« Et nos morts ? » à la Maison Doisneau : une exposition qui interroge notre rapport aux défunts

Publié le 31/10/2023

Au cœur de la Maison de la Photographie Robert Doisneau, une exposition captivante se déploie jusqu’au 18 février 2024, révélant un pan méconnu de l’art photographique : la représentation des morts. « Et nos morts ? La photographie post mortem aujourd’hui en Europe », une exposition collective, lève le voile sur ce sujet délicat en présentant le travail de 20 artistes.

Eric Dexheimer, In Fine, tirages jet d’encre réalisés pour l’exposition, 2011

Eric Dexheimer / Signatures

Avec ce projet audacieux, la Maison Doisneau poursuit son exploration de photographie dite humaniste, en interrogeant non seulement l’histoire de l’Homme mais aussi les conditions de sa disparition. Pour la première fois, l’exposition se penche sur les morts individuels et multiples en Europe, avec un focus particulier sur la France. L’exposition débute avec des photographies datant du milieu du XXe siècle, mettant en lumière des artistes tels que Jacques Henri Lartigue, Laure Albin Guillot, Robert Doisneau et Raymond Voinquel. Ces images marquent les prémices d’une évolution : des contraintes techniques rigides et des codes funéraires immuables laissent progressivement place à une expression artistique plus libre et diversifiée.

Cette exposition dévoile un constat troublant : nos morts sont devenus invisibles dans l’espace médiatique occidental contemporain. Alors qu’autrefois, les portraits post mortem étaient monnaie courante dans les journaux et les médias, aujourd’hui, ils sont pratiquement absents. L’invisibilité des photographies post mortem dans nos sociétés occidentales révèle notre relation complexe avec la mort. Dans un monde où l’espérance de vie est élevée et où la mort est souvent reléguée à l’arrière-plan de nos vies, le deuil est devenu une expérience intime et solitaire. L’exposition interroge ce tabou contemporain et explore les émotions complexes liées à la vision des corps morts : la peur, la fascination, le chagrin, l’empathie et plus encore.

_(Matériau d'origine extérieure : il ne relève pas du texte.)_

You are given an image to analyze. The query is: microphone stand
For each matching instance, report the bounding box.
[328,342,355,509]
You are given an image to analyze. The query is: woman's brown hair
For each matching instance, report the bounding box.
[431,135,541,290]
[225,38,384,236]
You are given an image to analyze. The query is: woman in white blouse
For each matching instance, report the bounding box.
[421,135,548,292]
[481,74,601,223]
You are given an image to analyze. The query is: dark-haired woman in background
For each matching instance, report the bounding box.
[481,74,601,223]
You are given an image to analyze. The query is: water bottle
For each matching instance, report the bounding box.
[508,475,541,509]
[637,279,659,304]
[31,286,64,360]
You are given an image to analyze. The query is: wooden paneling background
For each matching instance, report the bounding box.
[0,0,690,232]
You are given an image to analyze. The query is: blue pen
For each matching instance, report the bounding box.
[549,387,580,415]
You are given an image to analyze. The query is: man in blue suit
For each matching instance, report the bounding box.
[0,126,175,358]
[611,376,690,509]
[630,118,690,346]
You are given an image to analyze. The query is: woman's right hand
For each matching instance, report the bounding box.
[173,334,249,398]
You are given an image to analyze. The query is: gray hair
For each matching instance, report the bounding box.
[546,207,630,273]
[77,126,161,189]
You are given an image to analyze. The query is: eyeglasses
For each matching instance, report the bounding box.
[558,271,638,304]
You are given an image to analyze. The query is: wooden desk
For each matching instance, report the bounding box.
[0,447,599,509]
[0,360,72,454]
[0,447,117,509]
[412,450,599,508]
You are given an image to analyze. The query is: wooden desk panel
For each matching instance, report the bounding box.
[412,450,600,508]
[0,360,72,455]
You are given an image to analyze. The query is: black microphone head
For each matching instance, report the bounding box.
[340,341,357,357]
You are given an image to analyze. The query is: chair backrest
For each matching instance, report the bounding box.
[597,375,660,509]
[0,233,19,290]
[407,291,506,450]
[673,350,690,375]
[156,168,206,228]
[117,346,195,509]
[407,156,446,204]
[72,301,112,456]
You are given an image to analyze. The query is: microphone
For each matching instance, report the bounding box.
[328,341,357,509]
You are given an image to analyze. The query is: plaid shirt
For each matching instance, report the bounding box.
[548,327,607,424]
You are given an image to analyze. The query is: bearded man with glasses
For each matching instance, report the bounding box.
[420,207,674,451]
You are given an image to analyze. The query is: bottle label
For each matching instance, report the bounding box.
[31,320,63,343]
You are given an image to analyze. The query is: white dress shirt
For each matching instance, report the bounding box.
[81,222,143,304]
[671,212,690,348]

Le parcours de l’exposition suit une chronologie poignante des étapes après le décès : des rituels funéraires aux soins mortuaires, de la manipulation du corps aux obsèques. Chaque image expose ce qui est visible pour les vivants et ce qui reste habituellement caché, ce qui est permis de voir et ce qui est interdit. L’exposition offre ainsi un espace pour ces émotions et permet une réflexion profonde sur notre propre mortalité.

La photographie post mortem, dans sa confrontation avec notre sensibilité contemporaine, devient un moyen de sonder notre compréhension de la vie et de la mort. L’exposition « Et nos morts ? » à la Maison de la Photographie Robert Doisneau offre ainsi aux visiteurs une opportunité unique de contempler ces portraits post mortem, de réfléchir sur leur signification et d’explorer notre propre rapport à la mortalité.